Alice Piffer Canabrava

Foto da professora Alice Canabrava

Alice Piffer Canabrava foi uma mulher de fibra. Ainda menina, rompera com os preceitos recomendados às garotas de sua época. Na maturidade, superou as barreiras do machismo vigente e tornou-se a primeira professora catedrática da Universidade de São Paulo (USP). Foi também diretora da Faculdade de Ciências Econômicas e Administrativas (FCEA – hoje, FEA) entre 1954 e 1957. Já aposentada, ascendeu aos títulos de Professora Emérita da Faculdade e sócia honorária da Associação Brasileira de Pesquisadores em História Econômica (ABPHE).

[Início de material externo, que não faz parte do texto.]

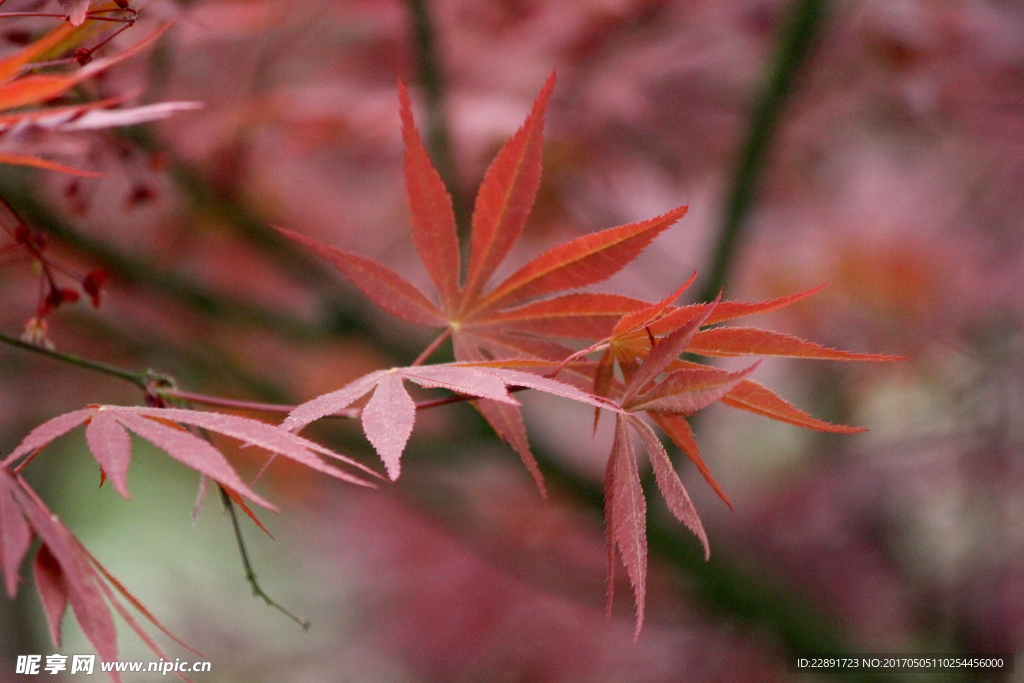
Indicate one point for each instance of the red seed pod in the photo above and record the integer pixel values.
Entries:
(92, 284)
(82, 55)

Alice nasceu em Araras, interior de São Paulo, em 1911. Destemida, após completar os estudos primários nessa cidade, transferiu-se, acompanhada da irmã, para a capital do estado, onde cursou o ginásio como interna do Colégio Stafford e a Escola Normal Caetano de Campos, a conhecida escola da Praça da República.

Após a experiência na cidade grande, regressou ao interior e dedicou-se durante quatro anos ao magistério público primário. A atividade era louvável, porém a privava de seus maiores desejos: realizar estudos em São Paulo e ampliar seus horizontes culturais.

Em 1935, chegou à recém-criada Faculdade de Filosofia, Ciências e Letras da Universidade de São Paulo beneficiada por uma bolsa de estudos oferecida pelo governo do estado aos professores do magistério oficial aprovados em concurso. Deste modo, entre 1935 e 1937, Alice freqüentou os cursos de Geografia e História, dando um novo impulso à sua vida profissional.

No ano de 1942, já na condição de assistente da cadeira de História da América, Alice defendeu sua tese de doutoramento “O comércio português no Rio da Prata”. Tal estudo, elogiado não só no país como no exterior, é considerado pioneiro entre as pesquisas tipicamente acadêmicas em História Econômica do Brasil.

O sucesso desse trabalho habilitou-a a se candidatar à vaga de titular da cadeira de História da América em concurso de 1946. Com a tese “A indústria do açúcar nas ilhas inglesas e francesas das Antilhas, 1696-1755”, inscrita para o concurso, conquistou a livre-docência, mas a cátedra não. Alice foi superada por seu concorrente que já vinha ministrando o curso como professor contratado. Inconformada, uma vez que obteve média mais alta no conjunto das provas, considerou o resultado discriminatório e preconceituoso. E assim, deixou a Faculdade de Filosofia, Ciências e Letras.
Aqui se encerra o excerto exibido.